Reporters have a job to do. Generally, most of them try to do their job as competently and as unobtrusively as possible. Most, but not necessarily all. Some reporters come to an event like General Synod having done their homework and with an idea of who the people are and what is going on. Some, but not all. All reporters work under deadline. That means that when they want something, they want it now. Most reporters are courteous enough not to interrupt proceedings and approach people who are otherwise occupied. Some, but not all.
Since it is a virtual certainty that in the nine days of General Synod, you will interact in some way with a journalist, and since many of you (but not all) will probably have little experience dealing with the media, we thought we would provide you with some pointers.
The first thing you should know is that help is available. General Synod Communications (members of General Synod staff who normally deal with the news media) have put together a team of people whose principal duties at General Synod will be to handle the media. There will be a newsroom, to which arriving reporters will be directed. Your first option, if approached by the press, could be to direct the reporter(s) to General Synod’s media relations professionals. These people are:
- Sam Carriere , Director of Communications and Information Resources
- Josie De Lucia , assistant to the director
- Lorie Chortyk , former diocesan editor in New Westminster
- Brian Sargent, diocesan editor, Crosstalk, diocese of Ottawa
- Diana Mavunduse , Communication assistant / Web writer, General Synod
If (or when) you are approached by reporters, here are some things for you to keep in mind:
- You have the right to remain silent. Some of you may wish to answer reporters’ questions, and others may not. Nothing compels you to. You have the right to (politely) decline to be interviewed or to answer questions.
- If you chose to talk to a reporter, remember (and tell them) that you are speaking as an individual. Very few people are authorized to speak for the church.
- Offer to write down your name and title for reporters. (It’s the only way you can be sure they will get it right.)
- Answer the questions that are asked as directly and as concisely as possible. Reporters will love you for this. Ramble and you will see their eyes glaze over.
- Remember that “I don’t know” or “I don’t care to answer that” is a perfectly acceptable answer.
- If you are interviewed by radio or television, remember that you are not responsible for filling in silences. It’s an old trick that reporters use: at the end of an answer, just keep staring at the subject and he/she will succumb to the temptation to please by volunteering more and more … Don’t.
- If you don’t like the way an interview is going, you have the right to end it.
- DO NOT give a reporter a long interview and announce afterwards that it is off the record. If you say you are off the record after the fact, reporters will not honor that.
- Don’t violate confidences. Table Group or private conversations are private.
- Remember that all of your interview will likely not be used. Reporters will be looking for highlights of what you said. They may not provide context or they may provide a little bit of context. They may provide the wrong context. Don’t be inflammatory.
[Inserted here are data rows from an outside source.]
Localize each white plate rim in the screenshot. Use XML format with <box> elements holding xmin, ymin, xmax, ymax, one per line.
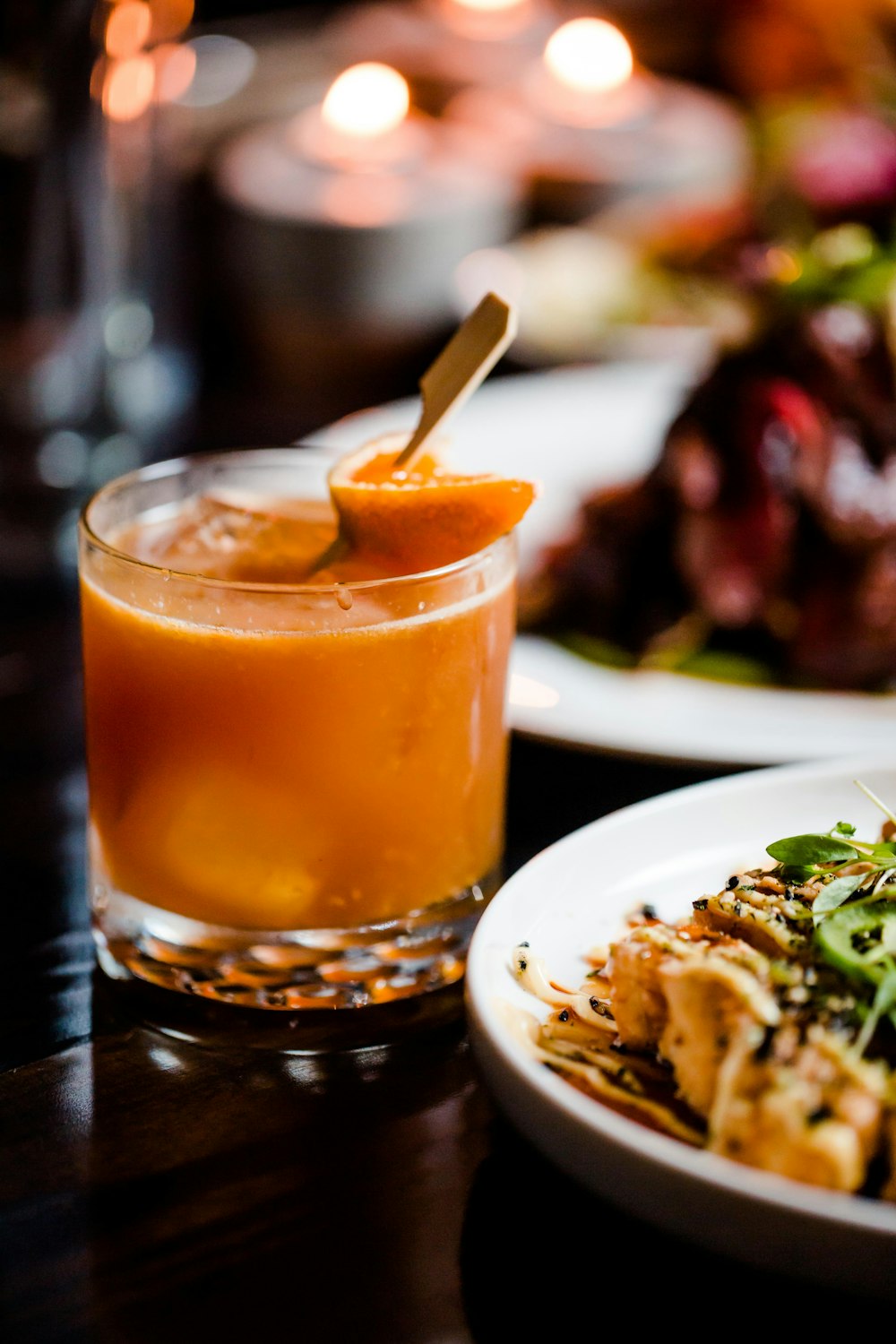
<box><xmin>466</xmin><ymin>754</ymin><xmax>896</xmax><ymax>1236</ymax></box>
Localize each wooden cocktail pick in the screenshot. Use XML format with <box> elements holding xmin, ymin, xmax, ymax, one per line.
<box><xmin>395</xmin><ymin>295</ymin><xmax>517</xmax><ymax>470</ymax></box>
<box><xmin>309</xmin><ymin>293</ymin><xmax>517</xmax><ymax>577</ymax></box>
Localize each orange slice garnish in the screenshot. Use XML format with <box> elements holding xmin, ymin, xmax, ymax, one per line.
<box><xmin>329</xmin><ymin>435</ymin><xmax>535</xmax><ymax>573</ymax></box>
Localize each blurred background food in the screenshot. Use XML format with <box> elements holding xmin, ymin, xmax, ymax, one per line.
<box><xmin>0</xmin><ymin>0</ymin><xmax>896</xmax><ymax>672</ymax></box>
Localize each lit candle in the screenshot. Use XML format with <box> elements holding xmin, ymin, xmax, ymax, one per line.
<box><xmin>326</xmin><ymin>0</ymin><xmax>556</xmax><ymax>113</ymax></box>
<box><xmin>447</xmin><ymin>18</ymin><xmax>750</xmax><ymax>222</ymax></box>
<box><xmin>215</xmin><ymin>62</ymin><xmax>520</xmax><ymax>414</ymax></box>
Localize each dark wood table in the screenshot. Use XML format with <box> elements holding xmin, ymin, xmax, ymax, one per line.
<box><xmin>0</xmin><ymin>597</ymin><xmax>892</xmax><ymax>1344</ymax></box>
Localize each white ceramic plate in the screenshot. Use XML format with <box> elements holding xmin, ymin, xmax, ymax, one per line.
<box><xmin>313</xmin><ymin>362</ymin><xmax>896</xmax><ymax>765</ymax></box>
<box><xmin>466</xmin><ymin>757</ymin><xmax>896</xmax><ymax>1293</ymax></box>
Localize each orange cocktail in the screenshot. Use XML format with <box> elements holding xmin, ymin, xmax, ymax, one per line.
<box><xmin>82</xmin><ymin>451</ymin><xmax>526</xmax><ymax>1007</ymax></box>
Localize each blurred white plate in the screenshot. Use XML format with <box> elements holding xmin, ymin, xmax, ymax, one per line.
<box><xmin>312</xmin><ymin>362</ymin><xmax>896</xmax><ymax>765</ymax></box>
<box><xmin>466</xmin><ymin>755</ymin><xmax>896</xmax><ymax>1293</ymax></box>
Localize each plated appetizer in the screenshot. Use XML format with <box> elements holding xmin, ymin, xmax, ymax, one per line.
<box><xmin>512</xmin><ymin>796</ymin><xmax>896</xmax><ymax>1199</ymax></box>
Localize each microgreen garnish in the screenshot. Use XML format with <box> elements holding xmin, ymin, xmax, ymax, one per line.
<box><xmin>853</xmin><ymin>780</ymin><xmax>896</xmax><ymax>827</ymax></box>
<box><xmin>856</xmin><ymin>957</ymin><xmax>896</xmax><ymax>1055</ymax></box>
<box><xmin>766</xmin><ymin>835</ymin><xmax>858</xmax><ymax>868</ymax></box>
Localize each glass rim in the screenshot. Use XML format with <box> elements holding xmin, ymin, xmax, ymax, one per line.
<box><xmin>78</xmin><ymin>441</ymin><xmax>513</xmax><ymax>596</ymax></box>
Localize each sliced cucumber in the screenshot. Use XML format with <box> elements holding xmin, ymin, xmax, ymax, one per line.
<box><xmin>815</xmin><ymin>900</ymin><xmax>896</xmax><ymax>984</ymax></box>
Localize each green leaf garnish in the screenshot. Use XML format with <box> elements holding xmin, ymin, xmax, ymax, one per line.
<box><xmin>812</xmin><ymin>873</ymin><xmax>868</xmax><ymax>925</ymax></box>
<box><xmin>856</xmin><ymin>960</ymin><xmax>896</xmax><ymax>1055</ymax></box>
<box><xmin>766</xmin><ymin>835</ymin><xmax>858</xmax><ymax>868</ymax></box>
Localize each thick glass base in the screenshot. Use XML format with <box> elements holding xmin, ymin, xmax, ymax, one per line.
<box><xmin>94</xmin><ymin>874</ymin><xmax>498</xmax><ymax>1053</ymax></box>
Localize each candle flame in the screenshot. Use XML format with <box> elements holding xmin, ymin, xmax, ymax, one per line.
<box><xmin>321</xmin><ymin>61</ymin><xmax>411</xmax><ymax>140</ymax></box>
<box><xmin>106</xmin><ymin>0</ymin><xmax>151</xmax><ymax>58</ymax></box>
<box><xmin>102</xmin><ymin>54</ymin><xmax>156</xmax><ymax>121</ymax></box>
<box><xmin>544</xmin><ymin>19</ymin><xmax>634</xmax><ymax>94</ymax></box>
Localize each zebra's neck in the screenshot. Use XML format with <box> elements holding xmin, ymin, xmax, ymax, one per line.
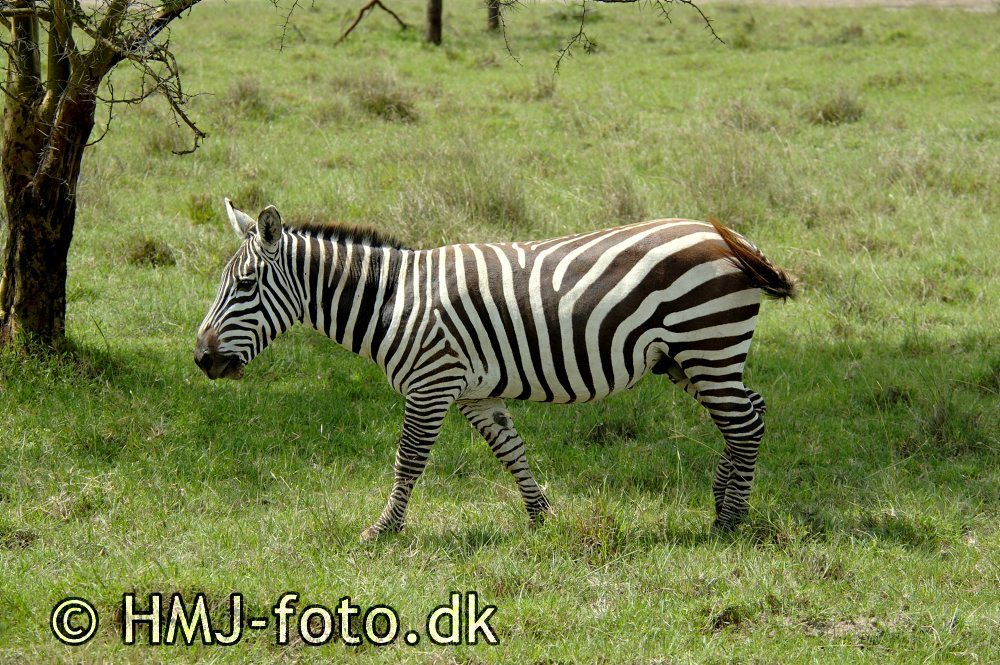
<box><xmin>291</xmin><ymin>234</ymin><xmax>401</xmax><ymax>358</ymax></box>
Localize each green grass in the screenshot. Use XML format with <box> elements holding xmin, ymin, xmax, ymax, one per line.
<box><xmin>0</xmin><ymin>0</ymin><xmax>1000</xmax><ymax>663</ymax></box>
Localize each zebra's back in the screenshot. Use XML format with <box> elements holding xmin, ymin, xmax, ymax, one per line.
<box><xmin>394</xmin><ymin>220</ymin><xmax>760</xmax><ymax>402</ymax></box>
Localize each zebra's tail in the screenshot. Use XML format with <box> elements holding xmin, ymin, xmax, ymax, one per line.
<box><xmin>708</xmin><ymin>219</ymin><xmax>797</xmax><ymax>300</ymax></box>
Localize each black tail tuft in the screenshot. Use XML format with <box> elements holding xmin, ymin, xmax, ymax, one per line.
<box><xmin>708</xmin><ymin>219</ymin><xmax>798</xmax><ymax>300</ymax></box>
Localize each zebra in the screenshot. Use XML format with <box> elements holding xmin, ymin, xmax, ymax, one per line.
<box><xmin>195</xmin><ymin>198</ymin><xmax>795</xmax><ymax>541</ymax></box>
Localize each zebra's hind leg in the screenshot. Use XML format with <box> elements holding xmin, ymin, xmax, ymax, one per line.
<box><xmin>361</xmin><ymin>394</ymin><xmax>454</xmax><ymax>541</ymax></box>
<box><xmin>458</xmin><ymin>399</ymin><xmax>552</xmax><ymax>527</ymax></box>
<box><xmin>693</xmin><ymin>376</ymin><xmax>766</xmax><ymax>531</ymax></box>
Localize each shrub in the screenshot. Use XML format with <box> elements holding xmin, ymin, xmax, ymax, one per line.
<box><xmin>125</xmin><ymin>237</ymin><xmax>177</xmax><ymax>268</ymax></box>
<box><xmin>808</xmin><ymin>90</ymin><xmax>865</xmax><ymax>125</ymax></box>
<box><xmin>188</xmin><ymin>194</ymin><xmax>215</xmax><ymax>224</ymax></box>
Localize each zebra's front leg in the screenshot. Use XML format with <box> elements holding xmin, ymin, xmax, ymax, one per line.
<box><xmin>361</xmin><ymin>394</ymin><xmax>453</xmax><ymax>541</ymax></box>
<box><xmin>458</xmin><ymin>399</ymin><xmax>552</xmax><ymax>527</ymax></box>
<box><xmin>712</xmin><ymin>408</ymin><xmax>764</xmax><ymax>531</ymax></box>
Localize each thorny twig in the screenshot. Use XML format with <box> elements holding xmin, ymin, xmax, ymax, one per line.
<box><xmin>333</xmin><ymin>0</ymin><xmax>410</xmax><ymax>46</ymax></box>
<box><xmin>555</xmin><ymin>0</ymin><xmax>725</xmax><ymax>73</ymax></box>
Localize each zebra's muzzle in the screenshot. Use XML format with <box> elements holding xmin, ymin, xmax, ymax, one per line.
<box><xmin>194</xmin><ymin>330</ymin><xmax>243</xmax><ymax>380</ymax></box>
<box><xmin>194</xmin><ymin>353</ymin><xmax>243</xmax><ymax>380</ymax></box>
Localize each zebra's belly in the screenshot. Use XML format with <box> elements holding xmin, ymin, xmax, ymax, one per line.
<box><xmin>461</xmin><ymin>343</ymin><xmax>663</xmax><ymax>404</ymax></box>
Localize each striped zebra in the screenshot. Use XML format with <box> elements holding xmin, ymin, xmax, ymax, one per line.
<box><xmin>195</xmin><ymin>199</ymin><xmax>793</xmax><ymax>540</ymax></box>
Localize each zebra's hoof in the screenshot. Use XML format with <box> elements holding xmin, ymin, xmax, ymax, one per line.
<box><xmin>528</xmin><ymin>504</ymin><xmax>556</xmax><ymax>530</ymax></box>
<box><xmin>711</xmin><ymin>518</ymin><xmax>740</xmax><ymax>536</ymax></box>
<box><xmin>361</xmin><ymin>524</ymin><xmax>383</xmax><ymax>543</ymax></box>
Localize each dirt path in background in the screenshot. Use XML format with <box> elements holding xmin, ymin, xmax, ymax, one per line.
<box><xmin>699</xmin><ymin>0</ymin><xmax>997</xmax><ymax>12</ymax></box>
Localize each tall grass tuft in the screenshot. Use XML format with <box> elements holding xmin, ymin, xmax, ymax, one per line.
<box><xmin>807</xmin><ymin>90</ymin><xmax>865</xmax><ymax>125</ymax></box>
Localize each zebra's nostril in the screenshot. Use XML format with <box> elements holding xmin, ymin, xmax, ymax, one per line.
<box><xmin>194</xmin><ymin>349</ymin><xmax>212</xmax><ymax>372</ymax></box>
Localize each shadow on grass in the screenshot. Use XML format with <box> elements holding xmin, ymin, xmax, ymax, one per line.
<box><xmin>0</xmin><ymin>328</ymin><xmax>998</xmax><ymax>548</ymax></box>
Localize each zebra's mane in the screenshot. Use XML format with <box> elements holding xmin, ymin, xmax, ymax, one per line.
<box><xmin>288</xmin><ymin>222</ymin><xmax>408</xmax><ymax>249</ymax></box>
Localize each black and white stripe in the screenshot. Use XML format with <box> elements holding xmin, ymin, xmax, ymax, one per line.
<box><xmin>198</xmin><ymin>201</ymin><xmax>792</xmax><ymax>538</ymax></box>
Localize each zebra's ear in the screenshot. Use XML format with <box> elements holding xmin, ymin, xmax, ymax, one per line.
<box><xmin>257</xmin><ymin>206</ymin><xmax>281</xmax><ymax>246</ymax></box>
<box><xmin>223</xmin><ymin>197</ymin><xmax>254</xmax><ymax>238</ymax></box>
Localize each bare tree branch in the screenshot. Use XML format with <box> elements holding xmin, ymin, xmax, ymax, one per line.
<box><xmin>333</xmin><ymin>0</ymin><xmax>410</xmax><ymax>46</ymax></box>
<box><xmin>555</xmin><ymin>0</ymin><xmax>725</xmax><ymax>73</ymax></box>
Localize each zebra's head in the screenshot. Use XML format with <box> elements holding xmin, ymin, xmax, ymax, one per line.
<box><xmin>194</xmin><ymin>199</ymin><xmax>302</xmax><ymax>379</ymax></box>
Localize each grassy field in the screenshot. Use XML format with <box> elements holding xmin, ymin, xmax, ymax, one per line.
<box><xmin>0</xmin><ymin>0</ymin><xmax>1000</xmax><ymax>663</ymax></box>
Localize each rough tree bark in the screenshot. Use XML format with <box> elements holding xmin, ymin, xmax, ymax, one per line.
<box><xmin>0</xmin><ymin>0</ymin><xmax>204</xmax><ymax>349</ymax></box>
<box><xmin>427</xmin><ymin>0</ymin><xmax>442</xmax><ymax>44</ymax></box>
<box><xmin>486</xmin><ymin>0</ymin><xmax>500</xmax><ymax>31</ymax></box>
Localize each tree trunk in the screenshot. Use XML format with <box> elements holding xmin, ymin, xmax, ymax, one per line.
<box><xmin>0</xmin><ymin>83</ymin><xmax>96</xmax><ymax>348</ymax></box>
<box><xmin>486</xmin><ymin>0</ymin><xmax>500</xmax><ymax>31</ymax></box>
<box><xmin>427</xmin><ymin>0</ymin><xmax>442</xmax><ymax>44</ymax></box>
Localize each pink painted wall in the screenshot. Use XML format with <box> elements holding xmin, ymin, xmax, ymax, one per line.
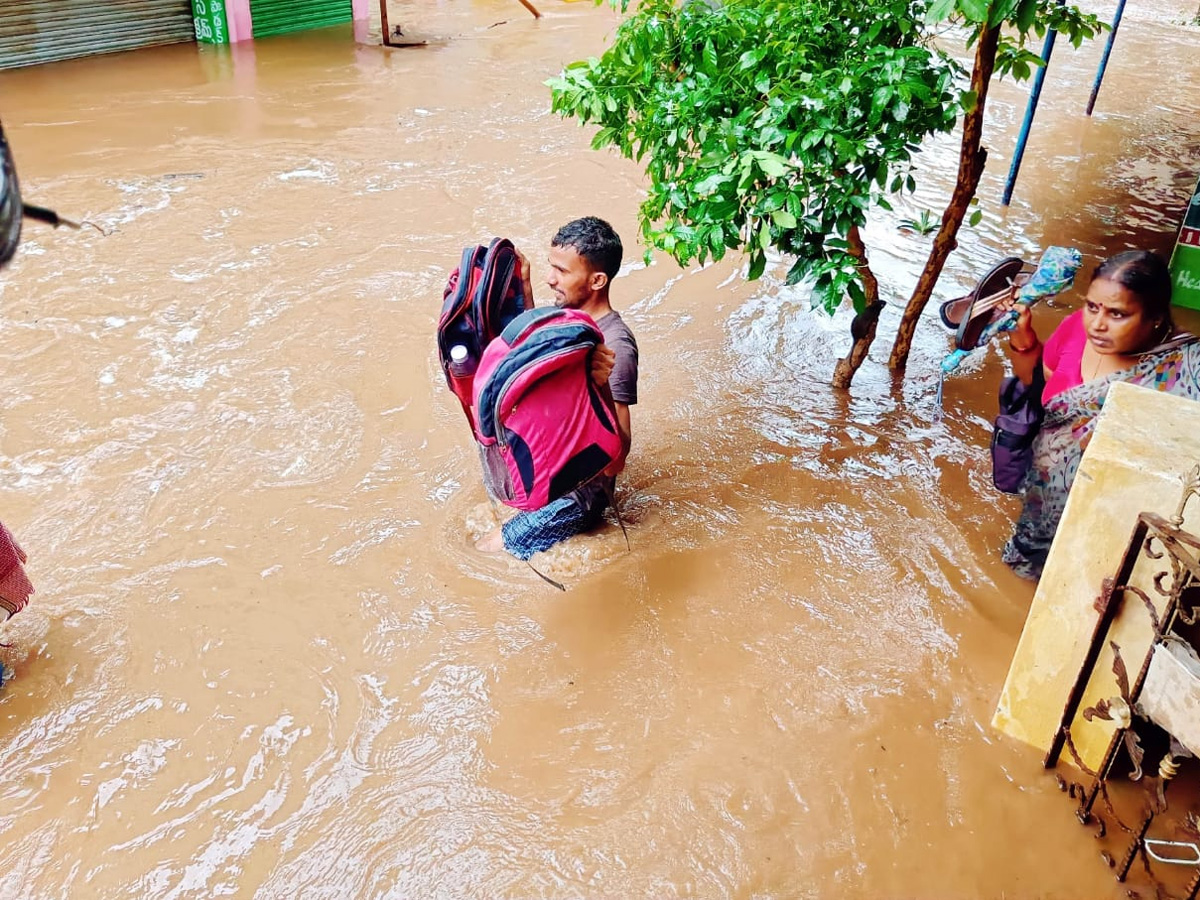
<box><xmin>226</xmin><ymin>0</ymin><xmax>254</xmax><ymax>43</ymax></box>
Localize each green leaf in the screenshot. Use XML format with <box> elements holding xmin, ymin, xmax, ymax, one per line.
<box><xmin>754</xmin><ymin>151</ymin><xmax>788</xmax><ymax>178</ymax></box>
<box><xmin>746</xmin><ymin>250</ymin><xmax>767</xmax><ymax>281</ymax></box>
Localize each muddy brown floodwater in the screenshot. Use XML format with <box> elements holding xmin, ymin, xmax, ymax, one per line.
<box><xmin>0</xmin><ymin>0</ymin><xmax>1200</xmax><ymax>899</ymax></box>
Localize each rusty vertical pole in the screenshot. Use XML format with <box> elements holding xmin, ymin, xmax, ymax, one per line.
<box><xmin>379</xmin><ymin>0</ymin><xmax>391</xmax><ymax>47</ymax></box>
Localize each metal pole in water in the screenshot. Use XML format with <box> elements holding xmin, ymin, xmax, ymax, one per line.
<box><xmin>1000</xmin><ymin>0</ymin><xmax>1064</xmax><ymax>206</ymax></box>
<box><xmin>1087</xmin><ymin>0</ymin><xmax>1124</xmax><ymax>115</ymax></box>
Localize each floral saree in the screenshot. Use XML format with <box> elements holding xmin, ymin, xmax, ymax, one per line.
<box><xmin>1004</xmin><ymin>335</ymin><xmax>1200</xmax><ymax>580</ymax></box>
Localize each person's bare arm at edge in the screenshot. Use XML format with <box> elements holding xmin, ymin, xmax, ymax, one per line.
<box><xmin>514</xmin><ymin>247</ymin><xmax>533</xmax><ymax>310</ymax></box>
<box><xmin>1001</xmin><ymin>300</ymin><xmax>1054</xmax><ymax>384</ymax></box>
<box><xmin>604</xmin><ymin>396</ymin><xmax>632</xmax><ymax>478</ymax></box>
- Speak for yourself. (1) Don’t let a reporter put words in your mouth. Be especially careful of a question that starts with something like “So what you are saying…” If you agree to that, you may find yourself quoted as having said a lot more than “yes.”
- Speak for yourself. (2) Don’t quote other people for attribution. “Well, my Bishop has told us that…” is asking for big trouble.
- Speak for yourself. (3) If you are questioned about controversial topics, you will be most effective if you express your own views in a positive way rather than speak negatively about the views of others. Don’t worry about refuting “them.” Let “them” speak for themselves.
- Remember that once the interview is over, you do not have the right to vet the content. Asking to see or hear material in which you are quoted before it is used will get you nowhere.
- Most reporters are nice people. But they have nothing invested in the story or in you as an individual. They are out to have you say things that are interesting, enlightening, controversial, or downright outrageous. You play into their hands at your peril.
Being interviewed can be fun. It is flattering to be asked for your views. So relax, and have fun, but be careful. And if you get into trouble, remember that help is available.